# Coil Masters



## SparkySA (15/9/19)

Good afternoon Vapers 

Please post some coils you guys made.

I bought some cheap pre-made coils and it's not the same as some other brands out there why is that and what are you guys building at the moment and are they sometimes better?


----------



## SparkySA (15/9/19)

bought these (cheap coils mentioned above)


----------



## CJB85 (15/9/19)

SparkySA said:


> View attachment 177731
> bought these (cheap coils mentioned above)

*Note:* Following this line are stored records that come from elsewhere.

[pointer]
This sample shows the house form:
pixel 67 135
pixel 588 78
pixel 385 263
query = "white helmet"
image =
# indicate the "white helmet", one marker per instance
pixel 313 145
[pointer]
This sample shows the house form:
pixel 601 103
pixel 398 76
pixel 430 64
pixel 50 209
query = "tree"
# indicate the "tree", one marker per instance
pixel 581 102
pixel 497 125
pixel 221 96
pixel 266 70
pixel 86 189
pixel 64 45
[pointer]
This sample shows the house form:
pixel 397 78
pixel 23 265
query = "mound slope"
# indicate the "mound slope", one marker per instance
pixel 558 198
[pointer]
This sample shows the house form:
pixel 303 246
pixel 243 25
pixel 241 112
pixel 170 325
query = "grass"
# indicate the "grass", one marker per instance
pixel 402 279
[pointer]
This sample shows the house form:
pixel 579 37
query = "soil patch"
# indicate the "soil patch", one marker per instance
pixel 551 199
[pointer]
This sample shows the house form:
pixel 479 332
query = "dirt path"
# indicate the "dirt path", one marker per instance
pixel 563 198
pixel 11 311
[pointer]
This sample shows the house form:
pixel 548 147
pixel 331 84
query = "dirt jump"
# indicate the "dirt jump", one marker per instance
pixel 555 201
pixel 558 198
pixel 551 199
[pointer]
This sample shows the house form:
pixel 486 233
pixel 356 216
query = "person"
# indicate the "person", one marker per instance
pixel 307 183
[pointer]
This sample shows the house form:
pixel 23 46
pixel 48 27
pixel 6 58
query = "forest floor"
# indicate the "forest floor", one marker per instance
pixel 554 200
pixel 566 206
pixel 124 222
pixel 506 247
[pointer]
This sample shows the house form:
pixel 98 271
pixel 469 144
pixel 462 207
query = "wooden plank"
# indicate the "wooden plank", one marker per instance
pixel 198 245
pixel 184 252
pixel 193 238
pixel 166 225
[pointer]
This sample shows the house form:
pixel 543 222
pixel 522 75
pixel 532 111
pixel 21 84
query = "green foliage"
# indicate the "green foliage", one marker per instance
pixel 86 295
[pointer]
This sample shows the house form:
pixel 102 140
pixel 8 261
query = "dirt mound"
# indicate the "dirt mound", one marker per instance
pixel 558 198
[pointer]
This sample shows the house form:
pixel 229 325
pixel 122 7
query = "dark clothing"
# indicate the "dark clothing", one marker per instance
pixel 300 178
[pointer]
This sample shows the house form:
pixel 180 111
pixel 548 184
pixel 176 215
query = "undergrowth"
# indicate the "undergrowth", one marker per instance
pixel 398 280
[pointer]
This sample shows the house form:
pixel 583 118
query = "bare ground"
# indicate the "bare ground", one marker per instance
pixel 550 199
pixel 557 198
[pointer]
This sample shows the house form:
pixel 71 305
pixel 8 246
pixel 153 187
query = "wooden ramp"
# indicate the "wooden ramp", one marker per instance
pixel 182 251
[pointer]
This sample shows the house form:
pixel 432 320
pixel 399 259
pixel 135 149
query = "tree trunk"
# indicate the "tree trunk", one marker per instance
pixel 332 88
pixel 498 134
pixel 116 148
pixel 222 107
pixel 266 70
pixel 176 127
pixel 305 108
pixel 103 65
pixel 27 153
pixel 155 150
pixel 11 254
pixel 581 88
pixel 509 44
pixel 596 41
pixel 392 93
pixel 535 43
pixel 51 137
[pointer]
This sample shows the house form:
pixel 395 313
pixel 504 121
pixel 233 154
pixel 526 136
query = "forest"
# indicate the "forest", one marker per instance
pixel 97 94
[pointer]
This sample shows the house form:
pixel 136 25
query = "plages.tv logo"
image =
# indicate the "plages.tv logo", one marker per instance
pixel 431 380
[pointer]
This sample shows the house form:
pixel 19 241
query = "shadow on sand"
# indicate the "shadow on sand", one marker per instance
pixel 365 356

Vaping Bogan (beware the language) has a very good video on the difference between cheap and more expensive coils. Explains everything from materials, metal treatment, accuracy etc. That being said, coilology makes some very decent “cheap” coils and use wire from Twisted Messes, if I recall.

Reactions: Winner 1


----------



## SparkySA (15/9/19)

Okey so now the debate between Chinese coils and western has been answered, I went to vape King and I see their starting price on wire is around R100 + for geekvape wire

Is there other wire vendors and what do you guys build with?


----------



## ARYANTO (15/9/19)

CJB85 said:


> Vaping Bogan (beware the language) has a very good video on the difference between cheap and more expensive coils. Explains everything from materials, metal treatment, accuracy etc. That being said, coilology makes some very decent “cheap” coils and use wire from Twisted Messes, if I recall.

Reactions: Like 1


----------



## SparkySA (15/9/19)

ARYANTO said:


>



I saw it thanks

Reactions: Like 1


----------